The great maple syrup swindle

The great maple syrup swindle


As reported here recently, Trader Joe’s, a specialty food chain here in California, got caught selling inferior quality maple syrup as Grade A. They claimed their supplier foisted the inferior glop upon them, and who knows, this may even be true. But ignorance of maple syrup is no excuse!


This sticky scandal is spreading. I just bought a quart of alleged Grade A maple syup at Whole Foods, sold under their house name. The proof is in the tasting. I compared it to maple syrup I’d bought from a family farmer in Conecticut. It wasn’t even close. The farmer’s syrup was pleasant, sweet, and bursting with maple flavor. The Whole Foods syrup had a bitter smell and tasted even worse, with a strong metallic aftertaste. Bleagh.

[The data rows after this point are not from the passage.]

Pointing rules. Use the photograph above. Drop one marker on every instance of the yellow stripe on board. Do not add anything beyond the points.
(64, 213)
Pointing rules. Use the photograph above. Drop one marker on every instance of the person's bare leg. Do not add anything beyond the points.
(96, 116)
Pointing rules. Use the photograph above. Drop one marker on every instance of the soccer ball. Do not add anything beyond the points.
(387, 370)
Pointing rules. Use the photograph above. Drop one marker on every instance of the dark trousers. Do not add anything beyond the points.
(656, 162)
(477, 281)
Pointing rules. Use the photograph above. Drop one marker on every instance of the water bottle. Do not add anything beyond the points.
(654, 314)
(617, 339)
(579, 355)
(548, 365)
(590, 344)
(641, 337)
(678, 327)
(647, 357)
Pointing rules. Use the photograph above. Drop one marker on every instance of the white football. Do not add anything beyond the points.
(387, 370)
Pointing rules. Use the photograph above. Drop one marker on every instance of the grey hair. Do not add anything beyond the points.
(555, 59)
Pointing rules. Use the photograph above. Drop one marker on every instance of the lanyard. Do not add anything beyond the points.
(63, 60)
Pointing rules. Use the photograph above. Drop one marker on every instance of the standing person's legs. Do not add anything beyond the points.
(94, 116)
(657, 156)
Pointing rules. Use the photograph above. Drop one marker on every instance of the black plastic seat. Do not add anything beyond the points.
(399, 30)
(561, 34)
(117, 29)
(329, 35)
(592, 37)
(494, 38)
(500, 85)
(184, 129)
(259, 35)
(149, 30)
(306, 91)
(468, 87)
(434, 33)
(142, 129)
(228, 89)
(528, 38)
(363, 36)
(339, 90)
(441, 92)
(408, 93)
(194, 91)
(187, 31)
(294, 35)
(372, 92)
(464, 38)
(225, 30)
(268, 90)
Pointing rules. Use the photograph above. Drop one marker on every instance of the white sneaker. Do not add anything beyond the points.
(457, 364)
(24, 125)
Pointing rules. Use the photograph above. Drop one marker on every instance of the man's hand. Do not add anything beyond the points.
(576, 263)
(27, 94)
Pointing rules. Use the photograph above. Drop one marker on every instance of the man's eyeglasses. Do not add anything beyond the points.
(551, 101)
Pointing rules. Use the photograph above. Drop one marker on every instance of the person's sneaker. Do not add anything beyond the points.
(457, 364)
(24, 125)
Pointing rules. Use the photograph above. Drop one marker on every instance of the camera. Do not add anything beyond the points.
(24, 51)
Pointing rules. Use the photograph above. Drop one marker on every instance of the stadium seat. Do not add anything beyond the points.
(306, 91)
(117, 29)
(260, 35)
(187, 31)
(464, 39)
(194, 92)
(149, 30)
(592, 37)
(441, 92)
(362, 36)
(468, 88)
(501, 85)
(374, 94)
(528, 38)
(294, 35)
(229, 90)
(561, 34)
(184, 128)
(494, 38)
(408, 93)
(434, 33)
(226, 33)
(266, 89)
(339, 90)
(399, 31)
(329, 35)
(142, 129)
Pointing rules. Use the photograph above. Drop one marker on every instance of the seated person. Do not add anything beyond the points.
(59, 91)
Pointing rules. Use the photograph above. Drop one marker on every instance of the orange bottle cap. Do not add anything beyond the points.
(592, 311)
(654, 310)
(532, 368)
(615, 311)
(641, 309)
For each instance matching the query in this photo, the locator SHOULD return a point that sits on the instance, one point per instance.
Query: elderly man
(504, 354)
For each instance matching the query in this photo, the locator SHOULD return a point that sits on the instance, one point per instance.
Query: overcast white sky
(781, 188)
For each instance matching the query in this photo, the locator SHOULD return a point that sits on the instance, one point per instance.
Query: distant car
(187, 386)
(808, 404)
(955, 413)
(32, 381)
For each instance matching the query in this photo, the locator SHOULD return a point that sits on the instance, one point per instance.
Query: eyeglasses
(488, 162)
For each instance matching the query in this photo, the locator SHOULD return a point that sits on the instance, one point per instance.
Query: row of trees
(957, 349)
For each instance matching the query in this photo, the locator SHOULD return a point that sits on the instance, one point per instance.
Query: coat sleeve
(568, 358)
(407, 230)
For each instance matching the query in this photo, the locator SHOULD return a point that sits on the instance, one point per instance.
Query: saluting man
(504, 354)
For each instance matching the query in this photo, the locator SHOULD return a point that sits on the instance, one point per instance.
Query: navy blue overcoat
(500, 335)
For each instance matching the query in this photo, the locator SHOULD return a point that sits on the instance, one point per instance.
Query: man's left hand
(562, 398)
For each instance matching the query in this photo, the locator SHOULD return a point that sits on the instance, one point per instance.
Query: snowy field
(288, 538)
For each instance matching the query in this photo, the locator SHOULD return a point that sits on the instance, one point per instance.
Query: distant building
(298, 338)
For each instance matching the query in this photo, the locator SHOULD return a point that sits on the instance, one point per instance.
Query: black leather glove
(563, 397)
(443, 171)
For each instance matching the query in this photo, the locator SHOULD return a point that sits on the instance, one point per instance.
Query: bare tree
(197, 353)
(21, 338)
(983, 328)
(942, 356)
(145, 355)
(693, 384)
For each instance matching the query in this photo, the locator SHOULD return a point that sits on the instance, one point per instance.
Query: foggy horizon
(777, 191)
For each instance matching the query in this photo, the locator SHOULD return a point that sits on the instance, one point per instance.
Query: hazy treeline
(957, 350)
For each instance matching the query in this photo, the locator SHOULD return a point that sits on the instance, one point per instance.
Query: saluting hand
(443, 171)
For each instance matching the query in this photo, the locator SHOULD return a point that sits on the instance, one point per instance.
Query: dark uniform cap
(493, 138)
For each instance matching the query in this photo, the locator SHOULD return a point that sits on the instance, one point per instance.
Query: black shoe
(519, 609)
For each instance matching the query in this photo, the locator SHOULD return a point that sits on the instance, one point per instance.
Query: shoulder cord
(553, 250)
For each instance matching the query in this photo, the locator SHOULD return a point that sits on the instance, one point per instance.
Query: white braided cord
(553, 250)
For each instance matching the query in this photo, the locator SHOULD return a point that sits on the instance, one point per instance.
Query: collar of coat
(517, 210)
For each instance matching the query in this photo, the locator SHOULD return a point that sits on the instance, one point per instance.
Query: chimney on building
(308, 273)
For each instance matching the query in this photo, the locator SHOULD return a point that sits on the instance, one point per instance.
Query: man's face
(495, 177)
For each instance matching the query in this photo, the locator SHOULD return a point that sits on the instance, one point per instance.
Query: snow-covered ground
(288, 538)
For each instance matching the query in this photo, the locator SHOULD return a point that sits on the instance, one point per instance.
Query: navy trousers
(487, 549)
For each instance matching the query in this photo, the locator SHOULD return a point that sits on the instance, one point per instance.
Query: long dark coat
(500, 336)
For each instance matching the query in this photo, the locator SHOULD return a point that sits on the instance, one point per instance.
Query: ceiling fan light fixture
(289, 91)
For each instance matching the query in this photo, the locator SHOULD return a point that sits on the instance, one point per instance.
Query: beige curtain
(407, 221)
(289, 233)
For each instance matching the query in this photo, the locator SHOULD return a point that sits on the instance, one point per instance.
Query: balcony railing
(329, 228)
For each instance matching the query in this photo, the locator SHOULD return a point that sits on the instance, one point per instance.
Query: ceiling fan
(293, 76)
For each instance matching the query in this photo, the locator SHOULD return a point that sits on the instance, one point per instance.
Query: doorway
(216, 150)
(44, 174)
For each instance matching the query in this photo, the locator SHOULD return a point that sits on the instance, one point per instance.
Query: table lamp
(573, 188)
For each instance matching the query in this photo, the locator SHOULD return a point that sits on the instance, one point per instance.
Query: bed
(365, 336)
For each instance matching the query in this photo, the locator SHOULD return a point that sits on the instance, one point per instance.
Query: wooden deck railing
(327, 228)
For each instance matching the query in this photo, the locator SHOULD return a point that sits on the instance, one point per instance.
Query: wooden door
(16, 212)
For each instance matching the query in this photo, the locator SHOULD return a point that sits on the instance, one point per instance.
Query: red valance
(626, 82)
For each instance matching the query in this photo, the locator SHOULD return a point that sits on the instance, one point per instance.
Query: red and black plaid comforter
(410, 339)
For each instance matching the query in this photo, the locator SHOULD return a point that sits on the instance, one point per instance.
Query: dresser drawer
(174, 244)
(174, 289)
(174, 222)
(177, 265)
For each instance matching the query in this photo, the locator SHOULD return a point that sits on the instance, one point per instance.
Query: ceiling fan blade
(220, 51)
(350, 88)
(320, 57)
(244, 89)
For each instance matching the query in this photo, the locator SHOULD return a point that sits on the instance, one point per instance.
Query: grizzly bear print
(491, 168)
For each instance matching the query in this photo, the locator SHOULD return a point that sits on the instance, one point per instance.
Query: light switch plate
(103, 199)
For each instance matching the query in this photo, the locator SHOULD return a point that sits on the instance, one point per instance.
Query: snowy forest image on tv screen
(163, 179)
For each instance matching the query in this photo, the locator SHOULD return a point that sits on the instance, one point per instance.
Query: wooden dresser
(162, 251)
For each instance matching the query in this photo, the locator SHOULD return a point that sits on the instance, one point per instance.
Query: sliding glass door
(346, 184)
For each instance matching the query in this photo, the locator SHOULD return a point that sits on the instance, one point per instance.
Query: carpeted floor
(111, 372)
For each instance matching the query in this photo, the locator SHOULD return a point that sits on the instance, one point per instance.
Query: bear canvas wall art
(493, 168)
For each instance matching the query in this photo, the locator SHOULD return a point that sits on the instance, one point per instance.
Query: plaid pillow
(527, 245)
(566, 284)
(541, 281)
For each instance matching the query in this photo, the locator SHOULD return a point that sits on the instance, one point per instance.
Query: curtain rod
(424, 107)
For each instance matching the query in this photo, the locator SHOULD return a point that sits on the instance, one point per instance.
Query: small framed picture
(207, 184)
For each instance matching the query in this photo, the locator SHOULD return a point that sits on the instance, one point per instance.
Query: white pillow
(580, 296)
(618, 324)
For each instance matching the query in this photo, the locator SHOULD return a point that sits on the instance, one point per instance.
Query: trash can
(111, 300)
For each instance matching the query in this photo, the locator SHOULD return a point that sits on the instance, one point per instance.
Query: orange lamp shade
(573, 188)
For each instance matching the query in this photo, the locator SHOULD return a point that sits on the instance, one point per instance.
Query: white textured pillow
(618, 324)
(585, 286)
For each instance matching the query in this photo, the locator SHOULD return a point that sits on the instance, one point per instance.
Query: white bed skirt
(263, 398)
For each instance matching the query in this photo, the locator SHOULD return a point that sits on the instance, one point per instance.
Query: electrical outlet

So back it went for a refund, and even Whole Foods agreed it smelled noxious.


So, the only solution is to ask my sister, who lives near the Connecicut farmer, to ship me real maple syrup. Because, among other things, it is wonderful in coffee as a substitute for sugar.


As for the black-hearted fiends who sell commercial grade maple syrup as Grade A, may they fall into a vat of their own inferior swill!


PS Aha! I just found a gaggle of websites in New England selling maple syrup, and ordered from Green Mountain Sugar House! (“Sugaring” is what the process of making maple syrup is called).